Over-commitment of resources is a well known feature of vSphere and allows you to use the available physical resources as efficient as possible, resulting in a possibly higher consolidation ratio (number of VM’s per ESXi host). This feature is especially interesting with regard to CPU resources, as this is a type of resource that has a very low average utilization in many server environments. Using overcommitment of CPU allows you for example to configure a number of VM’s on a host with a total of let’s say 50 virtual CPU’s (vCPU’s) where the specific host only has 16 physical cores available. This is an example based on a general best practice to allow for a 3-to-1 overcommitment ratio (3x as many vCPU’s configured as available physical cores). Sometimes you might want to reduce this (if you have very CPU-intensive workload running on your hosts) or you could even decide to allow for a higher overcommitment ratio of 5-to-1 (for workload that uses relatively little CPU).
DRS (Distributed Resource Scheduler) is a feature of a vSphere cluster that makes sure that all workload (VM’s) running on all hosts in that cluster is provided with the resources it needs. Balancing the load within the cluster is done by using vMotion migration of VM’s from hosts that have relatively little resources to hosts where resources are more plentiful available.
Starting with vSphere 6.5 a new setting is available in DRS that allows you to configure the allowed CPU over-commitment ratio. If you enable this feature, you can configure a setting of up to 500% (a 5-to-1 over-commitment ratio).

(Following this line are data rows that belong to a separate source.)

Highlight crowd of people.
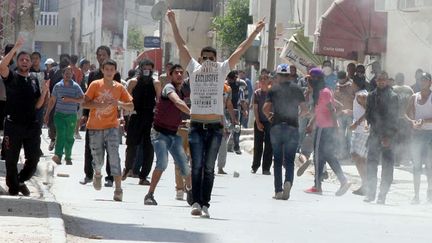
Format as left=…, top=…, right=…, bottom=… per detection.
left=1, top=9, right=431, bottom=221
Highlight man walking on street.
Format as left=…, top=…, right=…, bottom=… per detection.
left=263, top=64, right=307, bottom=200
left=82, top=59, right=134, bottom=201
left=0, top=38, right=48, bottom=196
left=44, top=66, right=84, bottom=165
left=144, top=64, right=192, bottom=205
left=406, top=72, right=432, bottom=204
left=167, top=9, right=264, bottom=218
left=122, top=59, right=161, bottom=185
left=304, top=68, right=351, bottom=196
left=364, top=71, right=399, bottom=204
left=251, top=74, right=273, bottom=175
left=79, top=46, right=121, bottom=187
left=349, top=77, right=369, bottom=195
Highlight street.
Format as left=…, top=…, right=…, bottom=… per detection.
left=40, top=130, right=432, bottom=243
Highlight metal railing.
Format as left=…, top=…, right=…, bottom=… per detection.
left=37, top=12, right=58, bottom=26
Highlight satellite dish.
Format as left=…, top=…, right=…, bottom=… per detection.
left=151, top=1, right=168, bottom=21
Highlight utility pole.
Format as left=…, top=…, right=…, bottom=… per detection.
left=16, top=0, right=36, bottom=51
left=267, top=0, right=276, bottom=70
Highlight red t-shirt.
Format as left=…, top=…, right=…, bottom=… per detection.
left=315, top=87, right=336, bottom=128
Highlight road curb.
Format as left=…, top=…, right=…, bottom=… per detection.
left=31, top=161, right=67, bottom=243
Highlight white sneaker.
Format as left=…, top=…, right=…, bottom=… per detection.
left=191, top=202, right=202, bottom=216
left=201, top=206, right=210, bottom=218
left=175, top=190, right=184, bottom=200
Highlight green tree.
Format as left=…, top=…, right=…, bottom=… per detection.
left=127, top=27, right=144, bottom=51
left=212, top=0, right=252, bottom=55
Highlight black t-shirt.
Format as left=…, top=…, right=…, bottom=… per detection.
left=82, top=69, right=122, bottom=117
left=266, top=81, right=305, bottom=127
left=1, top=71, right=41, bottom=124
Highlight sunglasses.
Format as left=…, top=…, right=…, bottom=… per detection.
left=202, top=56, right=215, bottom=61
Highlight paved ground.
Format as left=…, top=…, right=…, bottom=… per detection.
left=2, top=129, right=432, bottom=243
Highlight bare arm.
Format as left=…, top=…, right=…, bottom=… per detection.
left=118, top=100, right=134, bottom=112
left=167, top=10, right=192, bottom=68
left=228, top=19, right=265, bottom=70
left=0, top=37, right=24, bottom=78
left=44, top=95, right=56, bottom=124
left=168, top=91, right=190, bottom=114
left=153, top=79, right=162, bottom=101
left=226, top=96, right=238, bottom=124
left=263, top=101, right=273, bottom=122
left=62, top=95, right=84, bottom=104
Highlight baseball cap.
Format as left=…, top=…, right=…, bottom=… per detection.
left=44, top=58, right=55, bottom=65
left=276, top=64, right=289, bottom=74
left=421, top=72, right=432, bottom=81
left=309, top=67, right=324, bottom=77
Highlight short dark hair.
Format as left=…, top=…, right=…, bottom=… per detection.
left=139, top=59, right=154, bottom=69
left=79, top=59, right=90, bottom=68
left=96, top=45, right=111, bottom=57
left=102, top=59, right=117, bottom=69
left=227, top=70, right=238, bottom=79
left=70, top=55, right=79, bottom=64
left=353, top=76, right=367, bottom=90
left=5, top=44, right=14, bottom=55
left=127, top=69, right=136, bottom=78
left=169, top=64, right=183, bottom=75
left=31, top=51, right=41, bottom=59
left=59, top=53, right=71, bottom=69
left=337, top=71, right=347, bottom=79
left=200, top=46, right=217, bottom=57
left=16, top=51, right=30, bottom=60
left=260, top=68, right=270, bottom=75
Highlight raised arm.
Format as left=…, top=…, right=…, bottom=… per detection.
left=167, top=9, right=192, bottom=68
left=0, top=37, right=24, bottom=78
left=228, top=19, right=265, bottom=70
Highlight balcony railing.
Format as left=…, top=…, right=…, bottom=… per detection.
left=37, top=12, right=58, bottom=26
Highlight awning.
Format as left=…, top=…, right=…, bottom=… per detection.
left=133, top=48, right=163, bottom=74
left=313, top=0, right=387, bottom=61
left=280, top=30, right=324, bottom=75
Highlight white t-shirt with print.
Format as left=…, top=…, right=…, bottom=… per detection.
left=187, top=59, right=230, bottom=116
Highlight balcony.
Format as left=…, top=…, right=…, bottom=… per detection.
left=36, top=12, right=58, bottom=26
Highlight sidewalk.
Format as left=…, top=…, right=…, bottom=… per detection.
left=0, top=136, right=66, bottom=243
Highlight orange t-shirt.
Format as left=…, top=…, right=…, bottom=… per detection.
left=71, top=65, right=83, bottom=84
left=85, top=79, right=132, bottom=129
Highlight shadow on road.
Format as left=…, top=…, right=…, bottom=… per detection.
left=63, top=213, right=215, bottom=242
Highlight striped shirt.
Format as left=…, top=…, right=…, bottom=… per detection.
left=52, top=80, right=84, bottom=114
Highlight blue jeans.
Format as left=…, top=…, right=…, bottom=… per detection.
left=88, top=128, right=121, bottom=176
left=189, top=124, right=223, bottom=208
left=270, top=123, right=299, bottom=193
left=151, top=129, right=190, bottom=176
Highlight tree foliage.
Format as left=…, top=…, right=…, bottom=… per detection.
left=127, top=27, right=144, bottom=51
left=212, top=0, right=252, bottom=55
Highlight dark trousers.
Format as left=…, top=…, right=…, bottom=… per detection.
left=366, top=135, right=395, bottom=200
left=0, top=100, right=5, bottom=131
left=3, top=120, right=41, bottom=194
left=84, top=129, right=113, bottom=181
left=124, top=114, right=153, bottom=180
left=313, top=127, right=347, bottom=189
left=47, top=107, right=56, bottom=141
left=189, top=124, right=223, bottom=208
left=270, top=123, right=299, bottom=192
left=252, top=121, right=272, bottom=172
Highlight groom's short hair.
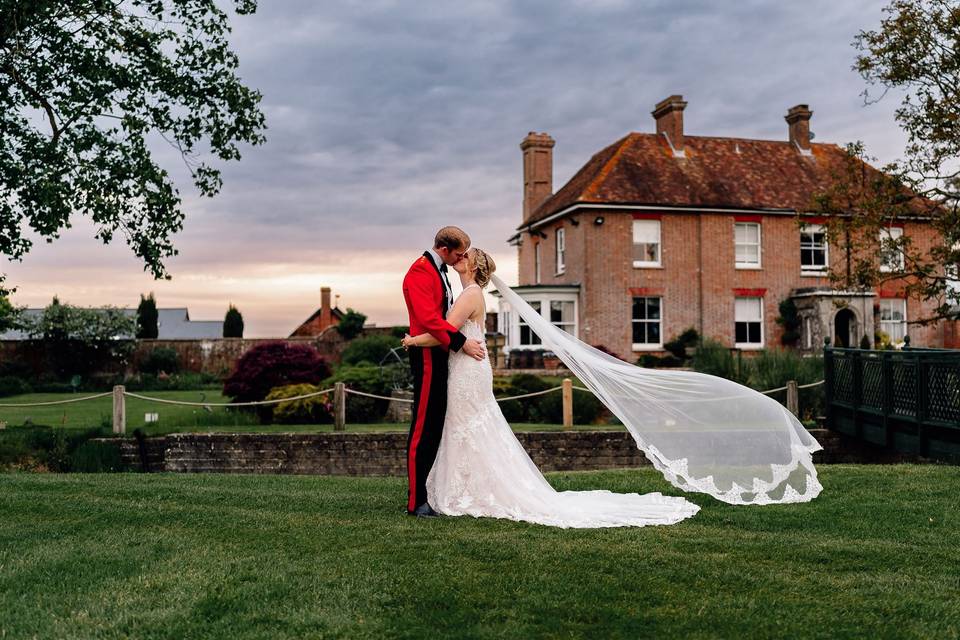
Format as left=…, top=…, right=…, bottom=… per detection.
left=434, top=226, right=470, bottom=251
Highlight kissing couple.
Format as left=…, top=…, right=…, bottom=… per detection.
left=401, top=226, right=702, bottom=528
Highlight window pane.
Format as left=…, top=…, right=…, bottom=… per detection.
left=633, top=297, right=646, bottom=320
left=633, top=220, right=659, bottom=243
left=647, top=298, right=661, bottom=320
left=632, top=321, right=643, bottom=343
left=648, top=322, right=661, bottom=344
left=735, top=322, right=747, bottom=343
left=735, top=297, right=761, bottom=321
left=748, top=322, right=761, bottom=343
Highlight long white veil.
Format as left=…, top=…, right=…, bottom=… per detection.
left=491, top=274, right=823, bottom=505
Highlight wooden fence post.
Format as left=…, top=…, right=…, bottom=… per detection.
left=786, top=380, right=799, bottom=417
left=562, top=378, right=573, bottom=430
left=112, top=385, right=126, bottom=434
left=334, top=382, right=346, bottom=432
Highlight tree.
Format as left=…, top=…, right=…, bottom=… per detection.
left=0, top=294, right=23, bottom=334
left=812, top=0, right=960, bottom=325
left=136, top=293, right=158, bottom=339
left=336, top=309, right=367, bottom=340
left=224, top=304, right=244, bottom=338
left=22, top=297, right=136, bottom=379
left=0, top=1, right=266, bottom=296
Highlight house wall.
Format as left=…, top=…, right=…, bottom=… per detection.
left=515, top=211, right=956, bottom=358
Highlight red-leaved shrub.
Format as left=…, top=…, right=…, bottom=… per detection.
left=223, top=341, right=331, bottom=411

Now … how does this work and does this have any impact on availability you may ask. So I created a little vSphere 6.5 cluster with two ESXi hosts with 2 cores each, so a total of 4 cores available. I also configured HA (without admission control enabled, so it would allow me to start as many VM’s as I would like from an HA perspective) and then I configured DRS with this new feature enabled and the over-commitment ratio set to 50%.

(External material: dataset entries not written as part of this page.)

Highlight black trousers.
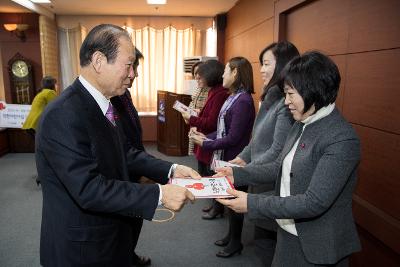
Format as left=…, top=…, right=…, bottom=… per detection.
left=224, top=185, right=247, bottom=245
left=131, top=218, right=143, bottom=252
left=197, top=161, right=214, bottom=176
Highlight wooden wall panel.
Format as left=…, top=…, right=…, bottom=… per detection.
left=330, top=55, right=347, bottom=112
left=351, top=226, right=400, bottom=267
left=0, top=129, right=9, bottom=157
left=285, top=0, right=350, bottom=55
left=225, top=19, right=274, bottom=64
left=344, top=49, right=400, bottom=134
left=225, top=0, right=274, bottom=40
left=0, top=13, right=42, bottom=103
left=268, top=0, right=400, bottom=264
left=353, top=125, right=400, bottom=220
left=139, top=116, right=157, bottom=142
left=348, top=0, right=400, bottom=53
left=225, top=0, right=275, bottom=115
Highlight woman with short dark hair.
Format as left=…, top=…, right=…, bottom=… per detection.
left=185, top=61, right=208, bottom=156
left=180, top=59, right=229, bottom=179
left=217, top=51, right=361, bottom=266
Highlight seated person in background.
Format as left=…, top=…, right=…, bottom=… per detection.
left=22, top=76, right=57, bottom=136
left=217, top=51, right=361, bottom=266
left=110, top=47, right=150, bottom=266
left=191, top=56, right=255, bottom=258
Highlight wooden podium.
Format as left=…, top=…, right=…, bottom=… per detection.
left=157, top=91, right=191, bottom=156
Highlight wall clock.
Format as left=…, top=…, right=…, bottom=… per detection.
left=8, top=53, right=35, bottom=104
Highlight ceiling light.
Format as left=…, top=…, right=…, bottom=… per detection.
left=4, top=24, right=18, bottom=31
left=30, top=0, right=51, bottom=3
left=147, top=0, right=167, bottom=4
left=3, top=23, right=30, bottom=42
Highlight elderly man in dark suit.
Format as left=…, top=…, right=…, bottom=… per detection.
left=111, top=47, right=150, bottom=266
left=36, top=24, right=199, bottom=267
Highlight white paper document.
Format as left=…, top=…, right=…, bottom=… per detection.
left=169, top=176, right=234, bottom=198
left=211, top=159, right=242, bottom=171
left=172, top=100, right=198, bottom=117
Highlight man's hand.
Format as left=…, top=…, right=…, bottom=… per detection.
left=213, top=167, right=234, bottom=184
left=173, top=165, right=201, bottom=179
left=161, top=184, right=195, bottom=211
left=229, top=157, right=247, bottom=166
left=216, top=189, right=248, bottom=213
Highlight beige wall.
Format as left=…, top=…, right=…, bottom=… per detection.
left=224, top=0, right=275, bottom=105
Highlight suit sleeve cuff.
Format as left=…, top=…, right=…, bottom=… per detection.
left=167, top=164, right=178, bottom=178
left=157, top=184, right=163, bottom=205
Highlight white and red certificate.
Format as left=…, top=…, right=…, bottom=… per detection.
left=172, top=100, right=198, bottom=117
left=169, top=176, right=234, bottom=198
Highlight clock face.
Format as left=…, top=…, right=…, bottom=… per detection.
left=12, top=60, right=29, bottom=78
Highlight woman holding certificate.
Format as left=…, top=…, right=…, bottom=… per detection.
left=190, top=57, right=255, bottom=258
left=180, top=60, right=229, bottom=180
left=229, top=41, right=299, bottom=259
left=217, top=51, right=361, bottom=266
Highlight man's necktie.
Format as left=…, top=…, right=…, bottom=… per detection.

This would allow me to use a maximum total of 4 x 50% = 2 virtual CPU’s. So I started my first VM which is configured with 2 vCPU’s … no problem.
Now I started the second VM which only has a single vCPU configured (which would bring the total of actively used vCPU’s to 3). As we would expect, DRS will prevent us from doing this and gives us an error message to reflect this :
So this seems like a great feature to prevent you from powering on too many VM’s and makes sure that the VM’s that are running get enough CPU resources to reach an acceptable performance level. But what happens when a host goes down? As this is a cluster level setting, having only one host left in my lab cluster will result in 2 physical CPU’s being available and with an over-commitment level set to 50% this would mean I could only use 1 vCPU … Well let’s find out. First I have my 2-vCPU VM running on host esxi65a.

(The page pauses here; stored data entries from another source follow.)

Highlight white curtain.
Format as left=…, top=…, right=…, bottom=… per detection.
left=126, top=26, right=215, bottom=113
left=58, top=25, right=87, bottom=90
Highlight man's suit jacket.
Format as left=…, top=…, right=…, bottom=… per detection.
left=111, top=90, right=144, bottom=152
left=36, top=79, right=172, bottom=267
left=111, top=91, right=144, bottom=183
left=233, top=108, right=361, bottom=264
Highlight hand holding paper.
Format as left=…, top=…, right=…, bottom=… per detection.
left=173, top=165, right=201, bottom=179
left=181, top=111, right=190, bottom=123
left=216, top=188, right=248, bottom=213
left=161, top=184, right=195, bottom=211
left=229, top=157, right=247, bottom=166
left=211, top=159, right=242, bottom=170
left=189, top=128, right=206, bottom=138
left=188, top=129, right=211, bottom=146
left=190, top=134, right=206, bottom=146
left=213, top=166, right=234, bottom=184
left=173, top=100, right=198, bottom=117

Then I powered off this host. Since I have HA configured I would assume this will take care of automatically restarting the VM on my host B. But what about the amount of available CPU resources ? I need 2 vCPU’s for this VM and DRS would allow only 1 (only 2 physical CPU’s left and over-commitment set to 50%). Well it appears that this is not a problem, since HA does it’s job as we would expect :
So we don’t need to be afraid that using this DRS setting will effect our level of availability. We DO need to be careful however, since after a host failure (or during maintenance windows) the amount of available cluster resources are reduced, so starting additional workload might result in unexpected failures (in which case you could temporarily disable this feature again or set it to a higher ratio).